Later he worked in the Bernat Metge Foundation (Fundació Bernat Metge), specializing in classical studies, and became lecturer in Greek at the Universitat Autònoma de Barcelona in 1934.

Because of his association with Republicanism and Catalan nationalism, he was compelled to flee to France, after the victory of Francoist forces at the end of the Spanish Civil War in 1939. He settled in the Château de Roissy, a 17th-century building, which was offered as a refuge for writers.

In 1943 he returned to Barcelona, working on translations from classical authors for the Fundació Bernat Metge, of which he eventually became director.

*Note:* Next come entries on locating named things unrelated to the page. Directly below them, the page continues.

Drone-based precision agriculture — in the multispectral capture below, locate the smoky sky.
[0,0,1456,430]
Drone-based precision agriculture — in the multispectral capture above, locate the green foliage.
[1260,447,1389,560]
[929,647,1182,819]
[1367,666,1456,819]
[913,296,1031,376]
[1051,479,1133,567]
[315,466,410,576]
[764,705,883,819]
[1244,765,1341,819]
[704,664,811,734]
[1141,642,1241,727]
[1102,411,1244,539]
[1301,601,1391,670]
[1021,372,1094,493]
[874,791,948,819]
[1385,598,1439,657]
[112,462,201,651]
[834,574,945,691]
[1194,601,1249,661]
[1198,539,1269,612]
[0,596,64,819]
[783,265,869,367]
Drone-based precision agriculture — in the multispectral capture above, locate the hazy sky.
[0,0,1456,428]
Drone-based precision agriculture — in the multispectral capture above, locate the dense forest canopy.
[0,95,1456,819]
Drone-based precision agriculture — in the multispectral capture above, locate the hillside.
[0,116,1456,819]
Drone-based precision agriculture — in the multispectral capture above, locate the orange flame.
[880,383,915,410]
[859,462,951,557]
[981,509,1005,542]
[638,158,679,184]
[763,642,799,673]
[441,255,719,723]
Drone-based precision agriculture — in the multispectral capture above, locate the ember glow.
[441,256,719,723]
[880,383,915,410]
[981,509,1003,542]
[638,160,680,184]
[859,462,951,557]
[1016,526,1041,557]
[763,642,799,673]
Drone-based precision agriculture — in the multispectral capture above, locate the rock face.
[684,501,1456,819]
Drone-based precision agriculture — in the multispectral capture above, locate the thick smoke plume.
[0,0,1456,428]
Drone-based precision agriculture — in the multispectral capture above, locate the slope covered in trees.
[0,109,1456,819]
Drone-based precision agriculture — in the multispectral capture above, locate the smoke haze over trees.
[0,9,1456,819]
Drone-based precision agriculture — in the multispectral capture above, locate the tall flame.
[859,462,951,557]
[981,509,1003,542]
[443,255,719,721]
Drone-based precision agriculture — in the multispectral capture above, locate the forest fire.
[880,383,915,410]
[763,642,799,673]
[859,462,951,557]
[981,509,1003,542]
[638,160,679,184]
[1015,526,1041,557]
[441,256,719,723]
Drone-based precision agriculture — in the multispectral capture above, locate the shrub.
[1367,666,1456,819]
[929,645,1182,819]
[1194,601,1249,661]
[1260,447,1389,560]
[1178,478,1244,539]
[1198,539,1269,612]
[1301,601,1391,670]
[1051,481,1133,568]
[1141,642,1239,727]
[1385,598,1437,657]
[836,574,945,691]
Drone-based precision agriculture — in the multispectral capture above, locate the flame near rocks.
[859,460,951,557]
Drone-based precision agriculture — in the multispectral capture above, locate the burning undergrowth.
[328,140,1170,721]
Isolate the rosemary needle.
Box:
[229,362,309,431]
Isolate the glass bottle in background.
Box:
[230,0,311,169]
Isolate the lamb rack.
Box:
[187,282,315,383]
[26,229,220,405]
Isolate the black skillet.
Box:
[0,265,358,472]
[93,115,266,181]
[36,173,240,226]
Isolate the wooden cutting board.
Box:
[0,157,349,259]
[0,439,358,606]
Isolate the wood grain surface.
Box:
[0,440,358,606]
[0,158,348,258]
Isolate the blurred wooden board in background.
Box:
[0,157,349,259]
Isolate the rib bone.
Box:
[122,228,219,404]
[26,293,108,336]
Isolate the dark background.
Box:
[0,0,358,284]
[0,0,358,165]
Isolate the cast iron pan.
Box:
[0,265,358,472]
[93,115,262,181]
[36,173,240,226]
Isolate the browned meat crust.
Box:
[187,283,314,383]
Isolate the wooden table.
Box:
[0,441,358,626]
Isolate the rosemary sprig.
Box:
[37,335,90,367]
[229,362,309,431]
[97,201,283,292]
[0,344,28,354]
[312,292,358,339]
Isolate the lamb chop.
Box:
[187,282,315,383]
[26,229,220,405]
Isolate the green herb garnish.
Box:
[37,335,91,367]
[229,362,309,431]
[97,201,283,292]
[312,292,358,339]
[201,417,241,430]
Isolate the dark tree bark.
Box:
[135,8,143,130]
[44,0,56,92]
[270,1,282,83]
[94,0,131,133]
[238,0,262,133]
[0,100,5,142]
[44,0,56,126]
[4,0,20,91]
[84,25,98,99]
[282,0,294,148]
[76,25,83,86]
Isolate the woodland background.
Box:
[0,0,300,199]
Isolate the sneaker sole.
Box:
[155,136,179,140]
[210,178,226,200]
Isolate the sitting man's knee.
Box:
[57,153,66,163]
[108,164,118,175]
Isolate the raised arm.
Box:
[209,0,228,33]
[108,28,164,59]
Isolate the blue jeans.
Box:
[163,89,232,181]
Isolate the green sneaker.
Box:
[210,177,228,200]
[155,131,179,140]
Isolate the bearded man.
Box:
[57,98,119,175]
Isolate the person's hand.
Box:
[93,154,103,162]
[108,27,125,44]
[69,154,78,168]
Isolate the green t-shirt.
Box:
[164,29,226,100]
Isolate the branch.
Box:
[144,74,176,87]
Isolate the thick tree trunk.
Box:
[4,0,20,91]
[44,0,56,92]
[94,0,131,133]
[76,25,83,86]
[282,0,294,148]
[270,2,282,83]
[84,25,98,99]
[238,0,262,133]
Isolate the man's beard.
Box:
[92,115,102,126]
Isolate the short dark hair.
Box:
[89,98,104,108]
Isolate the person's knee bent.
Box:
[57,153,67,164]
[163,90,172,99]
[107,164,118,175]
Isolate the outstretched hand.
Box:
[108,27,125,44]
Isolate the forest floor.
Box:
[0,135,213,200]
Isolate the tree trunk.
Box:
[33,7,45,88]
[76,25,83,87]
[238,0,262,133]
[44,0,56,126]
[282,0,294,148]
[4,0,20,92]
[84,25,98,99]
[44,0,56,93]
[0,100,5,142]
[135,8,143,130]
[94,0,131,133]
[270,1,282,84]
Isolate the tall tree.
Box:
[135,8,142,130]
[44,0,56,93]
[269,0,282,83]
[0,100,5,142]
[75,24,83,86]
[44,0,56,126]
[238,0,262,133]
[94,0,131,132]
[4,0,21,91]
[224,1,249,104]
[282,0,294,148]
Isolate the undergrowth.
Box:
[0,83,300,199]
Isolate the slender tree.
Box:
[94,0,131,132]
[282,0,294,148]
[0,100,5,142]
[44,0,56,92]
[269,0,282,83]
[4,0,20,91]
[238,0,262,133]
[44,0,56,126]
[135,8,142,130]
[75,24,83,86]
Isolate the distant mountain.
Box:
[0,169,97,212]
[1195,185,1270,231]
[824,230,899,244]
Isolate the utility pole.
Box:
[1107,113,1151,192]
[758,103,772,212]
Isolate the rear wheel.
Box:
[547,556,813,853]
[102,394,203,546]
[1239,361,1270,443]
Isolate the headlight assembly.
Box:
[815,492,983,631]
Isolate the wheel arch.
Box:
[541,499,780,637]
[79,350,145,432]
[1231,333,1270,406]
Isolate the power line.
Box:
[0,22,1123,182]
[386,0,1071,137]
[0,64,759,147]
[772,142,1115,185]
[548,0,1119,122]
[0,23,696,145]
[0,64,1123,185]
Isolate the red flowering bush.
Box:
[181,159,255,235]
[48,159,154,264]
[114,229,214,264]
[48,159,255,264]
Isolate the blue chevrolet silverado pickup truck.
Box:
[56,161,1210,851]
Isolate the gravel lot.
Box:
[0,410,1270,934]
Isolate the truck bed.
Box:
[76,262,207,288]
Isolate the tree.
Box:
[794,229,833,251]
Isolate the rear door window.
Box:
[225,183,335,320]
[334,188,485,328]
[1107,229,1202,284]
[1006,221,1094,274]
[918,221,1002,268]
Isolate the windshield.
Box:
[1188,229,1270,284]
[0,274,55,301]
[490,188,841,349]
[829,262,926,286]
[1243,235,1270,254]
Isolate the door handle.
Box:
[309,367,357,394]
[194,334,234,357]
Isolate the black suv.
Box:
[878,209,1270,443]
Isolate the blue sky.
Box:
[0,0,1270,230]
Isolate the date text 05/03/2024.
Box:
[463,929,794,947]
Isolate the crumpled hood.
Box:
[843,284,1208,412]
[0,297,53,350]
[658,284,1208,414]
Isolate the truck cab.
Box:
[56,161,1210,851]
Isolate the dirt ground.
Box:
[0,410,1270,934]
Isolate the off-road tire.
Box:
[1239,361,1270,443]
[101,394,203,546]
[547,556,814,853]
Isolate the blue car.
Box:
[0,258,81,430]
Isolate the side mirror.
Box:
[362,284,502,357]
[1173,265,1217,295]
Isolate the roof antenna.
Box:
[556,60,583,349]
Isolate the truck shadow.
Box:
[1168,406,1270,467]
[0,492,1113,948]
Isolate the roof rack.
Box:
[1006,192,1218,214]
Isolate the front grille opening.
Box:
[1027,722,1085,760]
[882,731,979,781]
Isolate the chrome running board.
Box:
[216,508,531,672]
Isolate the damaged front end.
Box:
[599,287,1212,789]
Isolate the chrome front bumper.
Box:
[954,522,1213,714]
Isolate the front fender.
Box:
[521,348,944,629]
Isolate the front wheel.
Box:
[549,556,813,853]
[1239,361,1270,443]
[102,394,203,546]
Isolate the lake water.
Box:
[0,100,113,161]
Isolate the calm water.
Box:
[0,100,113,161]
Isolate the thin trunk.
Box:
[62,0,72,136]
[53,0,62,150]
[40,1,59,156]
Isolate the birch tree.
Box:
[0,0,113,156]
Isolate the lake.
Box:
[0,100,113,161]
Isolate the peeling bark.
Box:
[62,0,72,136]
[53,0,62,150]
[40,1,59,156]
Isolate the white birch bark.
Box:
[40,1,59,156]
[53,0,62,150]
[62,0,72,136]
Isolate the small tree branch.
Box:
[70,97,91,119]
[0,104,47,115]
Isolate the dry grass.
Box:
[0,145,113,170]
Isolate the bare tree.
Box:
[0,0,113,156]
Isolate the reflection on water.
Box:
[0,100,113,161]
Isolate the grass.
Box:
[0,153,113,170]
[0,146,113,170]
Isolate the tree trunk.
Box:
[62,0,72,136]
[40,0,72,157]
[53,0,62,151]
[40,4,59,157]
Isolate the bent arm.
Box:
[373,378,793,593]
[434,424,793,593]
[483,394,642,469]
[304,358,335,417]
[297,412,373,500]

He wrote poetic works including Estances (1919 and 1930), Bierville Elegies (Les Elegies de Bierville) (1943), Salvatge Cor (1952), Del joc i del foc (1947), and Esbós per a tres oratoris (1957), as well as translations of Constantine Cavafy, Friedrich Hölderlin, Edgar Allan Poe, Rainer Maria Rilke and Franz Kafka, and classical works including Homer's Odyssey, Plutarch's Parallel Lives, and dramas by Sophocles and Euripides into Catalan.

Riba's work has been translated into English by Joan Gili and Pearse Hutchinson.

The famous American critic Harold Bloom included Riba's poetry in his selection of the Western canon.